Re: BRIN index worse than sequential scan for large search set

Justin Pryzby <pryzby@xxxxxxxxxxxxx> · Fri, 24 Feb 2023 11:19:44 -0600

On Fri, Feb 24, 2023 at 05:40:55PM +0100, Mickael van der Beek wrote:
> Hello everyone,
> 
> I'm playing around with BRIN indexes so as to get a feel for the feature.
> During my tests, I was unable to make BRIN indexes perform better than a
> sequential scan for queries searching for large value sets (20K values in
> the example down below).

> And now let's query 20K random rows from our 20M total rows:

I didn't try your test, but I think *random* is the problem/explanation.

> By default, this query will not use the BRIN index and simply run a 1.5s
> long sequential scan (hitting 700 MB) and a 2.47s hash join for a total
> 8.7s query time:
> https://explain.dalibo.com/plan/46c3191g8a6c1bc7

> If we force the use of the BRIN index using (`SET LOCAL enable_seqscan =
> OFF;`) the same query will now take 50s with 2.5s spent on the bitmap index
> scan (hitting 470 MB of data) and a whopping 42s on the bitmap heap scan
> (hitting 20 GB of data!):
> https://explain.dalibo.com/plan/7f73bg9172a8b226

That means the planner's cost model correctly preferred a seq scan.

> So I had the following two questions:
> 
>    1. Why is the BRIN index systematically worse than a sequential scan,
>    even when the table is x1000 larger than the search set, physically
>    pre-sorted, dense (fillfactor at 100%) and the search rows are themselves
>    sorted?

The table may be dense, but the tuples aren't.  You're asking to return
1/1000th of the tuples, across the entire table.  Suppose there are ~100
tuples per page, and you need to read about every 10th page.  It makes
sense that it's slow to read a large amount of data nonsequentially.
That's why random_page_cost is several times higher than seq_page_cost.
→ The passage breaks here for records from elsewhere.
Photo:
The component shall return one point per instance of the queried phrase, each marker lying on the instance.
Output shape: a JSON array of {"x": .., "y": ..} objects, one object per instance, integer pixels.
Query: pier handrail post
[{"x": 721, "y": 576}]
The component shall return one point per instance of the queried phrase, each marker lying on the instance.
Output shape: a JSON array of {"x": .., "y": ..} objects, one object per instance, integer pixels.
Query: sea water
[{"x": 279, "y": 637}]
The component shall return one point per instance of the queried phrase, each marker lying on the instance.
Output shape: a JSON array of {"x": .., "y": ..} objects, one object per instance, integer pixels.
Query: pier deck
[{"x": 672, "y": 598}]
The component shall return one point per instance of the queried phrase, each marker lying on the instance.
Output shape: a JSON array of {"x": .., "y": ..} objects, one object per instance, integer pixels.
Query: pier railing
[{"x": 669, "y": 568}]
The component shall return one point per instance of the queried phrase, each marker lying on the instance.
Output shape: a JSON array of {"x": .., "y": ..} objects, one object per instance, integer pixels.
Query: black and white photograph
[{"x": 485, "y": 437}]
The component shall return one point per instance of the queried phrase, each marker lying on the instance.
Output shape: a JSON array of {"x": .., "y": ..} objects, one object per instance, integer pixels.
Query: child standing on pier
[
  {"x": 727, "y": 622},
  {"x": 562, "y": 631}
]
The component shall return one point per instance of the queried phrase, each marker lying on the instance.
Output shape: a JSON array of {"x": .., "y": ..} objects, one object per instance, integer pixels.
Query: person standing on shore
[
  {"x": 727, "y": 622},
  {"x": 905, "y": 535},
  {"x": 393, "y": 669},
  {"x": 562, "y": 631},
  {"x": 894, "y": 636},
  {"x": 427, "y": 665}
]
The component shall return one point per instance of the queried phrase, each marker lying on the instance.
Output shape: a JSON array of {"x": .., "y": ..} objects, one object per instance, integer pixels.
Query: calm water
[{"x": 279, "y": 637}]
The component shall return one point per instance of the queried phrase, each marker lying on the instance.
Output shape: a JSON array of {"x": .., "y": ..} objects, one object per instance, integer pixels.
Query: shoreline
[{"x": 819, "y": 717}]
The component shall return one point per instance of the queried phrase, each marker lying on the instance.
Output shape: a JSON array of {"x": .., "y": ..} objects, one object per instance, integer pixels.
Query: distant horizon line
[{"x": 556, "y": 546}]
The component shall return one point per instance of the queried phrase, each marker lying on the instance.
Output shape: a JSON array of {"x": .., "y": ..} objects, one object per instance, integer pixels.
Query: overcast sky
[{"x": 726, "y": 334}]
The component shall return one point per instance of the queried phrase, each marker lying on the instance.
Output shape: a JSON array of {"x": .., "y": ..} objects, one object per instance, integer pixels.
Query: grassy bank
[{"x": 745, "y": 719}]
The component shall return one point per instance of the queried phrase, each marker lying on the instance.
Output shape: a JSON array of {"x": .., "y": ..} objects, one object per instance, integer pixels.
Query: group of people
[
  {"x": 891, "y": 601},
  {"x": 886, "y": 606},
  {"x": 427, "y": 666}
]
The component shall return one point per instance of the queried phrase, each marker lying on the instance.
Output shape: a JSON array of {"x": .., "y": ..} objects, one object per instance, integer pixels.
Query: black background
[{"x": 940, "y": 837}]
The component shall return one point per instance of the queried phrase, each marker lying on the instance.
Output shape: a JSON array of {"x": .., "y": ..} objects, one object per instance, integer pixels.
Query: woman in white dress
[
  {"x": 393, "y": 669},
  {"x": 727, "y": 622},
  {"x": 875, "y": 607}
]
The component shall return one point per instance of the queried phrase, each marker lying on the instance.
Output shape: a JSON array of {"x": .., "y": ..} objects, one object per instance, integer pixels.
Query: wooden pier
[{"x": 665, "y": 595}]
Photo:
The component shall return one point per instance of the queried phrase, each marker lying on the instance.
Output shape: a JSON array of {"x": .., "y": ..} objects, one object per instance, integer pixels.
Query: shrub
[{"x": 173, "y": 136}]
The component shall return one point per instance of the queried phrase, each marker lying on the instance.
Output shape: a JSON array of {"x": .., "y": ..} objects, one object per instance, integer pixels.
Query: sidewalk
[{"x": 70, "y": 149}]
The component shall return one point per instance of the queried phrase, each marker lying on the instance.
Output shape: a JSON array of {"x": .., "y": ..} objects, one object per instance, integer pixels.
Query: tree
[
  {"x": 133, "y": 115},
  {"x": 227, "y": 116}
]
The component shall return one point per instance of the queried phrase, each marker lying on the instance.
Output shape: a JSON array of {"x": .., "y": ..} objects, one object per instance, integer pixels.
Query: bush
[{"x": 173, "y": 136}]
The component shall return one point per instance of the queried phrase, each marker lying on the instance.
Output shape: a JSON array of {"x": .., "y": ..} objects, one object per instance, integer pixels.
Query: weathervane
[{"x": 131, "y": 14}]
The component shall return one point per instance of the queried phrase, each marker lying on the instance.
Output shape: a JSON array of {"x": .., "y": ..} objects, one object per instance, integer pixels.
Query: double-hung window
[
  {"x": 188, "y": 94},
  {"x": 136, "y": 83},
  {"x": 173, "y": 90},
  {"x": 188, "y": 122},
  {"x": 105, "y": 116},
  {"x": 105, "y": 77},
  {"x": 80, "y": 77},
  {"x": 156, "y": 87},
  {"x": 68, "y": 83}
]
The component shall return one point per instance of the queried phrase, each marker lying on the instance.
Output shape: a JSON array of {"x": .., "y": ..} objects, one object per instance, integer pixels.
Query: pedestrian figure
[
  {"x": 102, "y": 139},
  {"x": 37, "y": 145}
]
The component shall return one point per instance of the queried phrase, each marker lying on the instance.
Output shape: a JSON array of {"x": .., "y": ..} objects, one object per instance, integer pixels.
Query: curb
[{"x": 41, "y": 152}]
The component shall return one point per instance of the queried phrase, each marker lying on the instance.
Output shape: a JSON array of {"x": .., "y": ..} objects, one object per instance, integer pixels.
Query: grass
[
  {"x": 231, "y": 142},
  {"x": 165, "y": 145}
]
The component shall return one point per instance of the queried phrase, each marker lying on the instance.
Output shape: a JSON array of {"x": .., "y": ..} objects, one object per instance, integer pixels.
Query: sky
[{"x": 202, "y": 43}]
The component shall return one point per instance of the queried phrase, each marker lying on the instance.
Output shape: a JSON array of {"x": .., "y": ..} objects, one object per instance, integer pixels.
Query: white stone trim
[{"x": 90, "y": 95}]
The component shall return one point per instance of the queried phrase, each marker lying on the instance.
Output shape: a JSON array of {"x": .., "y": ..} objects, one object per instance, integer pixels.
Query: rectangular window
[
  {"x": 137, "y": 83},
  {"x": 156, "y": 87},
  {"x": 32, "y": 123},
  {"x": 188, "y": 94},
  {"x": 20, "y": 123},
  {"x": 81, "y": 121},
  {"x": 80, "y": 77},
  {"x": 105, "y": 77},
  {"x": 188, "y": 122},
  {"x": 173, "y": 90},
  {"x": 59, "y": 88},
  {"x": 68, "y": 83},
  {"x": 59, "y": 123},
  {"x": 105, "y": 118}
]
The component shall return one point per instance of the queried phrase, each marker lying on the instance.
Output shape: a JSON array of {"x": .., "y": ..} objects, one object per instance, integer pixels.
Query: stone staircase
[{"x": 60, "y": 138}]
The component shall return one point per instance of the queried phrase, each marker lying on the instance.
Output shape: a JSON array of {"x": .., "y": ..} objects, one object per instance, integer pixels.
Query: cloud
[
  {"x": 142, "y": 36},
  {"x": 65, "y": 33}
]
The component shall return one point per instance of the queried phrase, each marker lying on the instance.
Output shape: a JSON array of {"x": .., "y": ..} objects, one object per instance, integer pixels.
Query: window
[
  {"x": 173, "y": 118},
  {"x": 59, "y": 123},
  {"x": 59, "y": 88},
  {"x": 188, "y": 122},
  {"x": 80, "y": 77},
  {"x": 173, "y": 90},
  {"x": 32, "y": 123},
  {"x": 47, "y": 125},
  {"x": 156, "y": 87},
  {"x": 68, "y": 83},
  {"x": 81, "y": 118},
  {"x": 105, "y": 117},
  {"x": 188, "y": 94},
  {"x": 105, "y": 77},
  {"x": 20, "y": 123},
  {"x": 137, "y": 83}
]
I would expect brin to win if the pages to be accessed were dense rather
than distributed across the whole table.

>    2. Since we only select the "idx" column, why does the BRIN index not
>    simply return the searched value if included in one of it's ranges?
>    Hitting the actual row data stored in the table seems to be unnessary no?

Because it's necessary to check if the tuple is visible to the current
transaction.  It might be from an uncommited/aborted transaction.

-- 
Justin